In Vanitas, one of the sculptures in the middle of the gallery, a tall painted vertical structure that looks like a guillotine is bathed in blinking lights. It is attached to a live data feed, and every time a big tech stock loses or gains a million dollars, a drum beats. While I was there, the drumbeat was non-stop, the way a bell buoy responds to the waves on the ocean, clanging for each one. In Cyanotype 33, a more traditionally rendered piece, digital plant images found in video games are subjects of a floor-to-ceiling installation of cyanotype prints that recapitulate pioneer photographer Anna Atkins Photographs of British Algae: Cyanotype Impressions, from 1843. For Ghost Mussels, 3-D printers have rendered perished mollusks into sculptures. They function as contemporary fossils, honoring the lost creatures while at the same time creating permanent synthetic versions of them. Thanatophone, a tabletop piece comprising several electronic gadgets, is decidedly more analytic. Ituses GPS satellites to locate itself on Earth while pulling in real-time weather data to identify the hottest global locations, cross-referencing the coordinates to locate critically endangered plants nearby. Computer-vision algorithms convert plant images to sound, played through a long-range acoustic device’s speaker, and sketch the endangered species on a laboratory oscilloscope within the sculpture.

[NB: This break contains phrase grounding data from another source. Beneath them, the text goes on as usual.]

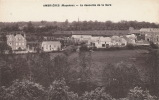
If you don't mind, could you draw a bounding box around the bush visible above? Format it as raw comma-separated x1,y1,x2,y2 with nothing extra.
126,44,135,50
102,62,141,98
47,79,78,100
127,87,158,100
0,79,45,100
150,42,158,49
63,45,77,56
79,45,89,52
81,87,114,100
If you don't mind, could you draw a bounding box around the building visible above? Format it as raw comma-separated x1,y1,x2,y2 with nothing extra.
145,33,159,44
6,32,27,51
140,28,159,33
27,41,40,53
41,41,61,52
88,36,111,48
111,36,127,47
139,28,159,44
124,34,137,44
72,35,92,41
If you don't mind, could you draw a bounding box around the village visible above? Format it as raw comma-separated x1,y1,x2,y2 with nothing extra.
0,27,159,54
1,0,159,99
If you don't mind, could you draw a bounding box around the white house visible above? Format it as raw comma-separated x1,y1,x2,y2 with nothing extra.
111,36,121,46
111,36,127,47
41,41,61,52
125,34,137,44
120,37,127,46
6,33,27,51
89,36,111,48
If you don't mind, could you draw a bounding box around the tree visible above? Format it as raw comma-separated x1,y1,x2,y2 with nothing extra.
47,79,78,100
127,87,158,100
24,21,35,33
0,79,45,100
53,54,69,80
150,41,158,49
102,62,141,98
78,45,92,82
81,87,114,100
0,42,12,54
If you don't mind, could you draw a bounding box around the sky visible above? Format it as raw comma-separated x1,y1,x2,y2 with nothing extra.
0,0,159,23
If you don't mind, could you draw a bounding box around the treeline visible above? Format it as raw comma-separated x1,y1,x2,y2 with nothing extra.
0,20,159,33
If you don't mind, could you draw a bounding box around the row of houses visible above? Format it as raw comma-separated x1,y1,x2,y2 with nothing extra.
71,34,137,48
5,32,62,53
130,28,159,45
71,28,159,48
1,28,159,54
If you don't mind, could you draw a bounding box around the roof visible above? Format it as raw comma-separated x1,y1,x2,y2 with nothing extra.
42,41,61,45
6,32,26,38
72,35,92,38
140,28,159,32
99,37,111,42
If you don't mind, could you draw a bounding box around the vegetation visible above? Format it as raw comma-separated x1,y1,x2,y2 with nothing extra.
0,79,158,100
0,20,159,33
150,41,159,49
127,87,158,100
0,42,12,54
126,44,135,50
0,48,159,99
102,62,141,98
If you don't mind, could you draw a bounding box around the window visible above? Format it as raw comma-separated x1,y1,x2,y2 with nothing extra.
102,44,105,47
147,38,150,41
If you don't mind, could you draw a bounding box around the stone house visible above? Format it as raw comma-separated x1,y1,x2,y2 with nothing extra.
140,28,159,44
111,36,127,47
6,32,27,51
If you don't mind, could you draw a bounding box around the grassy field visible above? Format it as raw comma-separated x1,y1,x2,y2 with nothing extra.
67,49,152,86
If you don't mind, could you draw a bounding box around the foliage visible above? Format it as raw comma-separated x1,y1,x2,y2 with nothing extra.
0,42,12,54
0,79,45,100
63,45,77,56
79,45,89,52
103,62,140,86
53,54,69,80
1,20,158,32
78,49,92,82
102,62,141,98
127,87,158,100
126,44,135,50
81,87,114,100
47,79,78,100
23,21,35,33
150,41,158,49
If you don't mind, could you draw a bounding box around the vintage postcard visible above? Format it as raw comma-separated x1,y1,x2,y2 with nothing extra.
0,0,159,100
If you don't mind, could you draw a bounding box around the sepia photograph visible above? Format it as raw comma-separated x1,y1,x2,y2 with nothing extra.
0,0,159,100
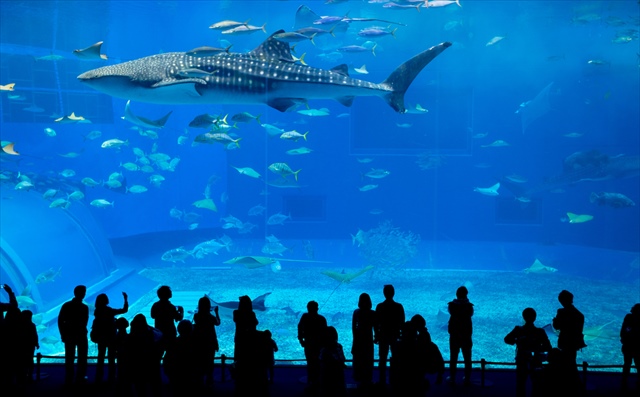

The centerpiece of the show is Pneuma, a sculpture thatestablishes a direct link between bitcoin transactions and tangible physical phenomena, making the abstract flows of cryptocurrency markets immediately perceptible in the form of a whirling hologram hovering and blinking above the structure. To the Stoic philosophers of ancient Greece, “pneuma” was breath but also one’s spirit or vital force. The work presents blockchain flow as a kind of energetic pulse driving contemporary life – or at least some of it. Butler maps, animates, and critically contextualizes streaming information that directly shapes the world.

Initially, I was smitten with the sheer exuberance of the exhibition, and then, as I was writing this, the onslaught of ideas and processes began to crash my system. I wondered if AI wouldn’t be a better audience for Butler’s work, so I asked AI if it would, in fact, like Butler’s show. “Since AI doesn’t have subjective experiences, preferences, or aesthetic appreciation in the way humans do, I can’t say AI would genuinely ‘like’ anything,” I was told. “The works that respond to live data streams (like Pneuma reacting to Bitcoin transactions, or Thanatophone responding to global heat spikes) essentially perform a function similar to what AI does – it takes inputs from the world and transforms them into another form.” That is, “Assets,” by making the invisible visible, generates a live-streamed synesthesia that quickens anxiety among twenty-first century art-viewing humans.
“Alan Butler: Assets,” Green and Red Gallery, Park Lane, Spencer Dock, Dublin, Ireland. Through December 13, 2025.